565397 - Idle slaves should reboot after 6 hours, so they get puppet/opsi changes

John O'Duinn [:joduinn] (please use "needinfo?" flag)

Reporter

Description

•

15 years ago

RelEng slaves are configured to check puppet/opsi on reboot. All good. However, during rollout of puppet changes recently, we discovered a side-effect of this - any slaves which have been idle for days have not rebooted, hence not picked up the config mgmt changes. This meant that enabling puppet builds in production required us to manually verify all slaves (including idle slaves) had rebooted and picked up the changes, before we could start doing android builds in production. We should force slaves, even if they have been idle, to reboot every 6? 12? hours. This would ensure that every slave checks for updates and simplify future rollouts.

Chris Cooper [:coop] (he/him)

Updated

•

15 years ago

Whiteboard: [automation][puppet][opsi]

John Ford [:jhford] CET/CEST Berlin Time

Comment 2

•

15 years ago

(from bug 576158) In support of our mobile test pool I wrote a script that reboots a slave after 10 hours of uptime or if a job has been going for more than 10 hours.
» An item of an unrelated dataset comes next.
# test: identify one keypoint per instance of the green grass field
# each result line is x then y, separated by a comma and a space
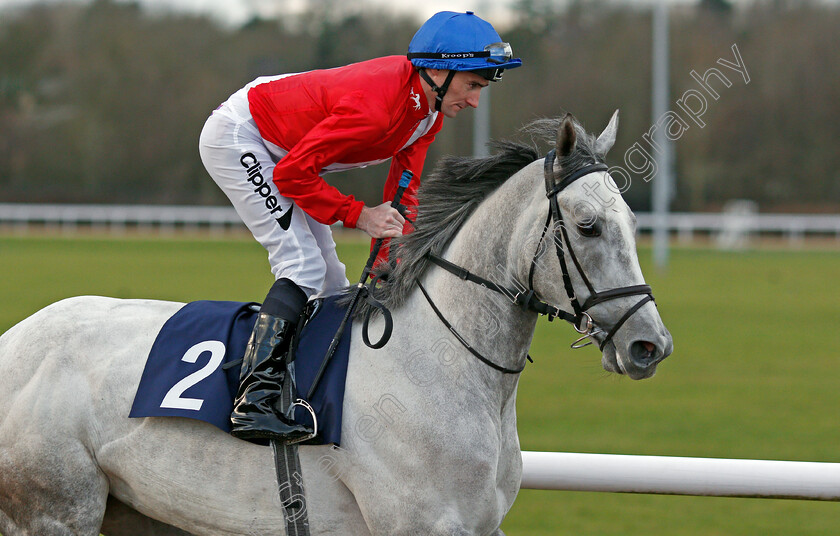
754, 374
It is located at http://hg.mozilla.org/build/tools/file/10b1787feb65/buildfarm/mobile/n900-imaging/rootfs/bin/uptime-check.py This script currently runs only on linux but porting to another platform should be mainly finding a source of system uptime information. We'd need to make the first step of *any and every* build on these systems be copying the uptime information to the offset file. The script calls out to reboot-user which is used to cleanly reboot the machine (shutting down the buildslave first). reboot-user does have some mobile specifics that could be removed. This script is running in production in our N900 pool and is reliably rebooting our slaves after 10 hours of non-activity. It also is tested to respect the offset file. This would mean that after deploying a puppet change, we know that after 10 hours every slave is either up to date (because it has rebooted and is back in the pool) or is not up to date (because puppet is running or is about to run), though this depends on making sure that the buildbot slave is only started after a successful puppet run.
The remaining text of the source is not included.